I’ve observed that most people’s productivity and motivation tends to run in cycles, and when you’re in a slump, it can be really hard to pick yourself up and get back on track. Here are a few things I’ve tried over the last few years that have made a big difference to turning slumps around:
1. Take care of your body
More than anything else, I get productivity and motivational gains from getting enough sleep, exercising every day, and eating right. And while I’m far from perfect in any of these areas, just focusing on doing a little bit better is usually enough to make me feel much better. Try going for a walk or short run, eating a salad, and going to bed a little earlier tonight.

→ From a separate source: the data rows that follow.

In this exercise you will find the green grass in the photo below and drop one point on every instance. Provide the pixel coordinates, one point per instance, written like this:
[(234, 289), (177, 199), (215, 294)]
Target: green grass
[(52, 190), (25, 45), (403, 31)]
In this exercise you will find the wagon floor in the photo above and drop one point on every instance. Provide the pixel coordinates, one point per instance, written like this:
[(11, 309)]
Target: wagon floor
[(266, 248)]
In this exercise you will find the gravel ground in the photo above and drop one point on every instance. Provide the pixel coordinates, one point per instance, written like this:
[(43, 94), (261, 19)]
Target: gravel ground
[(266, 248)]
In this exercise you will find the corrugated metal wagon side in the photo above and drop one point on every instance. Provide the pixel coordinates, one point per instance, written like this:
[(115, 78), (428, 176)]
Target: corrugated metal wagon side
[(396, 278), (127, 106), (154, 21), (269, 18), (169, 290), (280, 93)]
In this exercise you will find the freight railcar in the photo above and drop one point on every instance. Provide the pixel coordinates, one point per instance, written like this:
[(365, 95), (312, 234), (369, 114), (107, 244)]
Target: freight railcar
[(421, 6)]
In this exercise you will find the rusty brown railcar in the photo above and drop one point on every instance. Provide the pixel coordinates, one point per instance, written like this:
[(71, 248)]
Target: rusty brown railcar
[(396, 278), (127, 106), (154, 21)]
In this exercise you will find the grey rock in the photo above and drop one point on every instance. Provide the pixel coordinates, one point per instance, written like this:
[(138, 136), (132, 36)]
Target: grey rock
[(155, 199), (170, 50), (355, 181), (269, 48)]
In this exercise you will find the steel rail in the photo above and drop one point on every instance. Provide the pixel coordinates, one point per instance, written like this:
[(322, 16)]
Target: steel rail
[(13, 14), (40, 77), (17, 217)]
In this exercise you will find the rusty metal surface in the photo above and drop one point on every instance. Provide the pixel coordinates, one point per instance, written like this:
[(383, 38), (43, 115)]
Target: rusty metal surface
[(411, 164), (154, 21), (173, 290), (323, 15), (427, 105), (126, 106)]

2. Take some action, no matter how small
For many, feeling unmotivated is often the result of discouragement, or not believing that our goal can be accomplished at all. Don’t worry about that. Seriously, do not think any further than the next few minutes, and just get up and do something. If it only takes five minutes, that’s OK. In fact, if you’re feeling really unmotivated, setting a timer for five or ten minutes and then working till it goes off is a great strategy for busting procrastination and feeling better about things. Don’t worry too much about whether this works, that’s the whole point. Just try it. Right now.
3. Go hang out with encouraging and accomplished people
When you’re in a slump, avoid negative people, and avoid people who talk but never accomplish anything. You want to spend time with winners who are eager to help and encourage you. Ideally in your field, but people who are accomplished in any field tend to share some of the same attributes, and being around them is often a great psychological kickstart. I never feel like kicking ass as much as I do after leaving a startup event and talking with other founders who are building awesome products and companies.
4. Measure something. Anything.
Pick a metric associated with your biggest goal and start tracking it on a daily basis. It doesn’t really matter at this point what the metric is, just that you have one. Examples might include minutes per day worked on a project, dollars of income, lines of code, number of sketches produced, visitors to your blog, words written, etc, etc. Just find something to track and start writing it down every day in a place where you can see it.
5. Consider taking a break
I put this one last because trying to evaluate whether you need a break while you’re in a slump can be tricky, but try to be honest with yourself: are you burned out? Have you been dealing with high stress for a long time without a proper break? If so, try and take a few days off. You don’t have to actually go anywhere, just studiously avoid work. If possible, also avoid computer, TV, etc, and spend time with family and friends, outside, or reading a good book.
What if all that doesn’t work?
Sometimes, in spite of all your best efforts and trying to rally, you still don’t feel like doing what you know you should. Enter habits. Think of a habit as an automated process running in the background on your computer. You don’t have to think about it, or worry whether you feel like doing it. You just do it, because that’s what you do. No matter how crappy you feel or whether you’re interested or how discouraged you are. You don’t need to evaluate on a day-to-day basis whether the habit is the right thing to do, you just do it.
So if all else fails, get a calendar and a marker, figure out what your daily habit should be (10 mins of work on your project, for example), and mark a big red ‘X’ over each day that you do the habit. If you find that you can’t even get 2 or 3 days marked in a row, set your sights lower. Do it for 60 seconds a day. Who can’t do that? You’ll be up to 10 mins (and more) in no time, trust me.
What have you done to escape a slump?